During the twentieth century, Mexico and the other nations of Central America experience difficult transitions to political independence. Eschewing their status as colonies of European countries, most Central American nations struggle to define themselves politically. Despite the vast natural resources the region possesses—the very things that make it attractive to Europeans and the United States—many of the countries remain impoverished throughout the twentieth century, often as a result of oppressive political regimes that bring about the concentration of wealth in the hands of tiny elites. Throughout the century, the United States is deeply involved economically and politically in the region.
Works of the visual and other arts are produced throughout Central America in the twentieth century, oftentimes despite conditions that are not conducive to cultural production. In many cases, the works embody trenchant critiques of current social, political, and economic conditions. Books, films, and paintings help to bring international awareness of the deplorable conditions under which many Central Americans live. Perhaps the best-known socially engaged art the region produces in the twentieth century is that of the Mexican muralists beginning in the 1920s.
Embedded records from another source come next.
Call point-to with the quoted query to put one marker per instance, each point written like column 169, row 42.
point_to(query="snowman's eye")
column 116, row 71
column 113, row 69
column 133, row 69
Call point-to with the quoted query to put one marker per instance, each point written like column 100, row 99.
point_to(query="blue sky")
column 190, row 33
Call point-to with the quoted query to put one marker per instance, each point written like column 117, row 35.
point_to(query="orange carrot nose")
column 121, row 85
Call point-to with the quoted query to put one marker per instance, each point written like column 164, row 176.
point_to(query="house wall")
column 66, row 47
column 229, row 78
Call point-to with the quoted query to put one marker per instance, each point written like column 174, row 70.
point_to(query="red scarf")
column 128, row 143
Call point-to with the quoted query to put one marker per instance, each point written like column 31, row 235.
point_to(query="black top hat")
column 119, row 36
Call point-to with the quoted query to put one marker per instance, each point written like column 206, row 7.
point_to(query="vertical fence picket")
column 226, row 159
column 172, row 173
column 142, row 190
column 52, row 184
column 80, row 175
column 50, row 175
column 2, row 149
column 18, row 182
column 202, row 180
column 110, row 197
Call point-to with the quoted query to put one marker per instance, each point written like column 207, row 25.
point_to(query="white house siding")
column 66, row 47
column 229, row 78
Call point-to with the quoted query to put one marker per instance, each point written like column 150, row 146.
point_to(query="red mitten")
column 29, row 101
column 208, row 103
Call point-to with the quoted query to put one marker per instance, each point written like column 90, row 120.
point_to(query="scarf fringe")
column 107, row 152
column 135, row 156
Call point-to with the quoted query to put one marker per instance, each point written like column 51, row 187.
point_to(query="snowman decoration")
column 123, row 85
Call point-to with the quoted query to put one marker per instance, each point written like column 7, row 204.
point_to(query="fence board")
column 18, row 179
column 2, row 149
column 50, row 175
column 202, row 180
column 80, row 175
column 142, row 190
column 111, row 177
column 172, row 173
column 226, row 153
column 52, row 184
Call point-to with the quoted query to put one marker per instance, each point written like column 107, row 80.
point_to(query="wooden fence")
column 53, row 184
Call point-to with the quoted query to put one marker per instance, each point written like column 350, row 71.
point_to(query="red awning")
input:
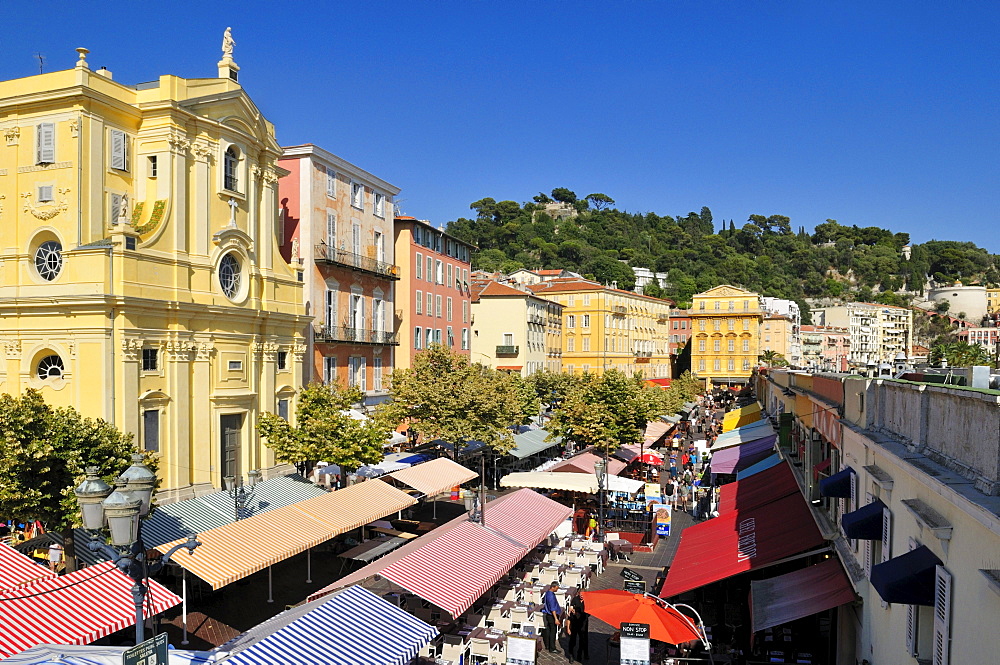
column 455, row 570
column 758, row 489
column 800, row 594
column 739, row 541
column 77, row 608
Through their travel, artmaking, and teaching in the United States, the Mexican muralists exert an important influence on younger painters in the U.S.
In many instances, the visual arts respond to both indigenous traditions and Western European movements. In the early part of the century, Cubism and Surrealism influence artists in Mexico and elsewhere. Corresponding assertions of the importance of local traditions and themes follow, for instance in the Indigenismo movement of the 1920s and ’30s and the Neomexicana movement of the 1980s.